Habits change slowly. But for publishers the many advantages of print-on-demand (POD) technology are becoming irresistible. POD brings just-in-time business techniques to publishing, and moves production away from giant printing establishments to smaller, quicker and closer ones. Now, theoretically, a publisher’s inventory need consist only of, say, pdf files stored on a secure server. This means that the publisher can print exactly as many books as his customers need when they need them, and doesn’t have to warehouse anything. If a bookshop owner says, I want 10 copies of XYZ book in normal format and five in large-text format tomorrow, it can be done.
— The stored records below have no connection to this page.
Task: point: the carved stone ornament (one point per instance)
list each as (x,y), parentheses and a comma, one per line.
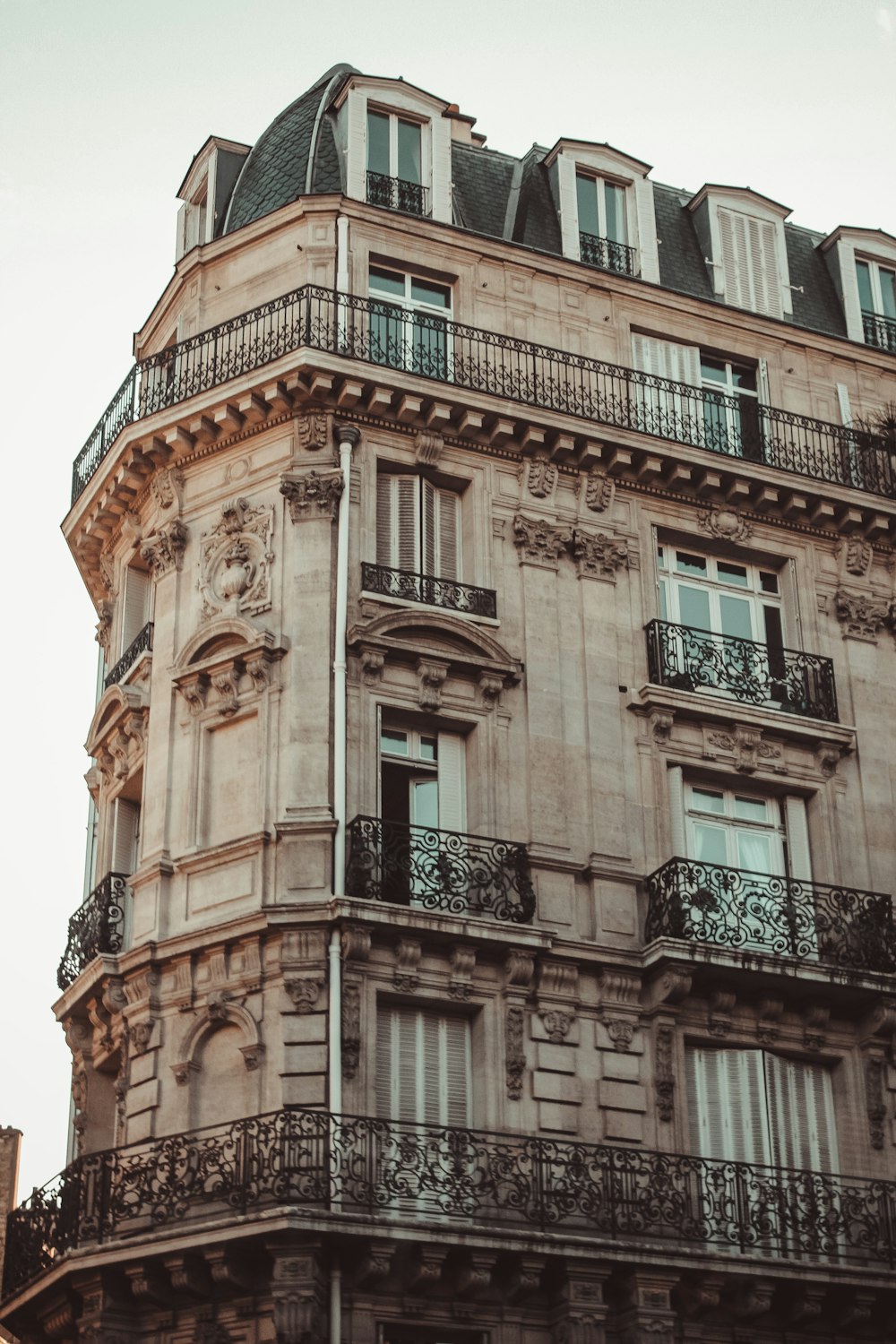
(861,616)
(234,564)
(541,476)
(874,1099)
(304,991)
(599,556)
(599,491)
(164,550)
(312,430)
(724,521)
(312,494)
(538,542)
(514,1056)
(351,1027)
Before POD has properly kicked in, however, a much greater decentralisation is already afoot. Ten years ago, a respected 40-year publishing veteran named Jason Epstein (then aged 71) delivered a series of lectures at the New York Public Library in which he said that what was really needed was a “book ATM”, a machine which would convert computer files into conventional paperbacks in a few minutes. Such a machine, if affordable, portable and ubiquitous, would, he said, revolutionise the book trade.

Epstein founded On Demand Books in 2003, which built the Espresso Book Machine (EBM). The EBM, like Gutenberg’s press, combines existing technology in a novel way to print text and cover and then bind and trim one book at a time. Early versions — large, ugly, imperfect — sit in a few American universities and in the New Library of Alexandria, printing mostly old books now in the public domain.
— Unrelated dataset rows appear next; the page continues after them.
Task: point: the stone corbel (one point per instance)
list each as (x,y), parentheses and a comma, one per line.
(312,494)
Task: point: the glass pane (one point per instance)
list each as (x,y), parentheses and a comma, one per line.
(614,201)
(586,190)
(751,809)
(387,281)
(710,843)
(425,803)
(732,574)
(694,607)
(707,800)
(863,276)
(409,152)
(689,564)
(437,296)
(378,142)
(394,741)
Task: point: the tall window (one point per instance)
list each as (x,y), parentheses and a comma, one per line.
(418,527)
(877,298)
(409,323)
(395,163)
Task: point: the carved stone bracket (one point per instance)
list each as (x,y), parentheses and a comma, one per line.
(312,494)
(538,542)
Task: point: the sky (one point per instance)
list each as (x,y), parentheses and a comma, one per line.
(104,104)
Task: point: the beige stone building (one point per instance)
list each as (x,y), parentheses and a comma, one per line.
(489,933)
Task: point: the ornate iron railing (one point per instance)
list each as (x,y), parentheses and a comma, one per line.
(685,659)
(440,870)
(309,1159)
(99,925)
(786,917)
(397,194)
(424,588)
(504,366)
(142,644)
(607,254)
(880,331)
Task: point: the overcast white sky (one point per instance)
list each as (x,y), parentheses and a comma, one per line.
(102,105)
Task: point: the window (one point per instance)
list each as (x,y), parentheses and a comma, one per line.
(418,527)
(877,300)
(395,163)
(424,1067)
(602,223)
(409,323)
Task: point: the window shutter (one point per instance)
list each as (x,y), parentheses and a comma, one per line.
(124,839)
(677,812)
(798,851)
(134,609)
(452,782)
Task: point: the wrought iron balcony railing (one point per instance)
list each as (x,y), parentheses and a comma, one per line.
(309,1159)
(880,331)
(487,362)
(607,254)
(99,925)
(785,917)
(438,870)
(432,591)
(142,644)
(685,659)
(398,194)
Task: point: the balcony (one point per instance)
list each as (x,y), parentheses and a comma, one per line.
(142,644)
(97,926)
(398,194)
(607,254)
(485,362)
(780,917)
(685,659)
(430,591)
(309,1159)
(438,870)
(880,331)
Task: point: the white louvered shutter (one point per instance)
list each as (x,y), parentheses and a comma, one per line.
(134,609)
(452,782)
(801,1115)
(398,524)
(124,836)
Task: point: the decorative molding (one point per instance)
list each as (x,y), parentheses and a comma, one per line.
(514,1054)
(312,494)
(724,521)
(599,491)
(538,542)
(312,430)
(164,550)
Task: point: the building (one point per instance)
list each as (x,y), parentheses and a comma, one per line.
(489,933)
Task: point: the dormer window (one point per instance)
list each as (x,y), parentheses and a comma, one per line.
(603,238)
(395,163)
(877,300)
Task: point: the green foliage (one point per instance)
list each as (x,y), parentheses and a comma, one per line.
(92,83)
Just recently Epstein’s company unveiled EBM 2.0. It looks no worse than a big photocopier, and turns out a 300-page book in four minutes. It costs $175,000, but large bookshops are beginning to take it up. For the moment, it will still print out-of-copyright titles (half a million are on file), but that will change. For one, the opportunities for customisation are infinite — everything from format to contents is open to rearrangement. (Make your own essay collection.)

The EBM, Epstein says in a historically informed, exhilaratingly speculative and, of course, strongly inflationary lecture delivered this year (available at OnDemandBooks.com; I urge you to read it), is the book wave of the future — not expensive handheld “readers” like Amazon’s Kindle, which, the better they get, more closely approximate the conventional codex, or book. To Epstein, the EBM works for all involved, from publishers and authors, whose revenues can still be protected, to small booksellers, who can potentially carry millions of titles without an inch of shelf space, to individual readers.

All true, but is this indeed decentralisation? If Epstein succeeds, our civilisational library, new books in particular, will exist in just one place — online — or as disposable paperbacks. Is this wise? How eternal is online, really?